But given the ideology involved — given that this involved holding off a purported command economy threatening to gut our country using the tools of capitalism — it does seem worth noting.

This is one of the reasons I’m so intrigued by the apparent TREASUREMAPPING of JP Morgan Chase. Someone — it may be the Russians, but this kind of thing is easy to project — is treating JPMC as the ripe critical underbelly that it obviously is. The AIG bailout shows just how vulnerable we really are to such acts.

Last Week in Deferred and Non-Prosecution Agreements: Arming China and Stealing Trillions from Municipalities

I’m so old I remember the time, four years ago, when Democrats hated Deferred Prosecution Agreements.

Back in the days when Chris Christie, former US Attorney, was challenging Jon Corzine, once and future bankster, to be governor of New Jersey, Democrats made hay of the significant numbers of DPAs Christie signed, mostly with a series of medical device companies busted for kickbacks. After it was revealed Christie had picked his former boss, John Ashcroft, to make $52 million monitoring one of those medical device companies, it became a convenient way to show the corporatist corruption of Christie.

There was even a bit of discussion, in early 2009, about whether DPAs made banks more likely to engage in fraud because they assumed they’d get a DPA rather than a prosecution. Those discussions largely centered on the two DPAs AIG got in the mid-00s for fraudulently hiding its risk, which nevertheless didn’t prevent AIG from taking on so much risk it blew up the entire financial system. One of the monitors of those DPAs–who arguably should have but didn’t see AIG’s ongoing fraud–was a guy by the name of James Cole. He’s now the Deputy Attorney General.

And as recently as 2010, NJ Congressman Bill Pascrell had this to say, in response to the publication of a GAO report showing some improvement but greater need for oversight over DPAs.

One cannot ignore the spike of 38 deferred prosecution agreements in 2007, up from a mere four agreements in 2003. That proves that what was supposed to be an option to be used in rare circumstances had become the norm at the Department of Justice.


It is imperative that the Congress reign in the unmitigated power that federal prosecutors hold to serve as judge, jury and sentencer in the deferred prosecution process.

And yet I have heard very little about the two DPAs signed last week–perhaps because big corporate impunity has become such a common occurrence in the post-crash era.

First, there’s the deal Pratt & Whitney and two subsidiaries signed for evading export restrictions to help China build an attack helicopter. Effectively Pratt & Whitney laundered their production of some development helicopters–plus the military grade engine control module software to go with them–through a Canadian subsidiary. And when they finally admitted they had deliberately avoided US export restrictions on military equipment, they lied to DOJ about doing so. While they have to pay a $75 million fine, some of the charges are being deferred. And no individual has been charged with helping China get a helicopter designed to attack tanks.

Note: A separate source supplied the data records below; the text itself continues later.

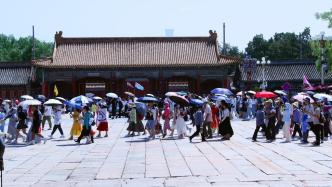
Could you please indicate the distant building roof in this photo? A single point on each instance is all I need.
(135, 52)
(15, 73)
(285, 71)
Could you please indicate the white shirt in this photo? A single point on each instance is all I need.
(48, 111)
(208, 113)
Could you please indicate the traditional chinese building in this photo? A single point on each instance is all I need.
(277, 73)
(15, 79)
(159, 64)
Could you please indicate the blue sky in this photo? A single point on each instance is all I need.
(243, 18)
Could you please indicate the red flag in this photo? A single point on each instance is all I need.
(306, 83)
(130, 85)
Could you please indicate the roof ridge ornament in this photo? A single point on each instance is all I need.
(58, 37)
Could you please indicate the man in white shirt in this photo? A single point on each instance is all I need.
(47, 117)
(207, 116)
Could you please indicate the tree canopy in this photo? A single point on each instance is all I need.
(282, 46)
(12, 49)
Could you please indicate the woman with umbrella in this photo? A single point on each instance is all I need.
(102, 124)
(21, 126)
(225, 128)
(77, 127)
(36, 122)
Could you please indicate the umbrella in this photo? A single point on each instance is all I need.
(168, 94)
(251, 92)
(53, 102)
(130, 94)
(26, 97)
(80, 99)
(183, 93)
(140, 108)
(61, 99)
(97, 98)
(73, 105)
(265, 94)
(300, 97)
(178, 99)
(41, 97)
(112, 95)
(150, 95)
(147, 99)
(221, 91)
(30, 102)
(280, 92)
(89, 94)
(321, 96)
(196, 102)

So DOJ’s punishment for a defense contractor to put Chinese civil contracts ahead of US national security is a big fine, deferred prosecution, but no jail time.

Even more troubling is the Non-Prosecution Agreement signed with Barclays over its manipulation of the LIBOR rate. Effectively, during the heady bubble days, Barclays colluded to lie about the interbank lending rate to maximize its own trades; as finance was crashing and Barclays itself had to pay higher rates for credit, it lied about that to imply the bank was healthier than it was. And while between DOJ, Commodity Futures Trading Commission, and Britain’s Financial Services Authority, Barclays will have to pay around $475 million in fines, and while CFTC imposed the kind of mandated fixes that DOJ normally would under a DPA, Barclays is basically scot-free for colluding to lie about a rate that affects people throughout the financial system.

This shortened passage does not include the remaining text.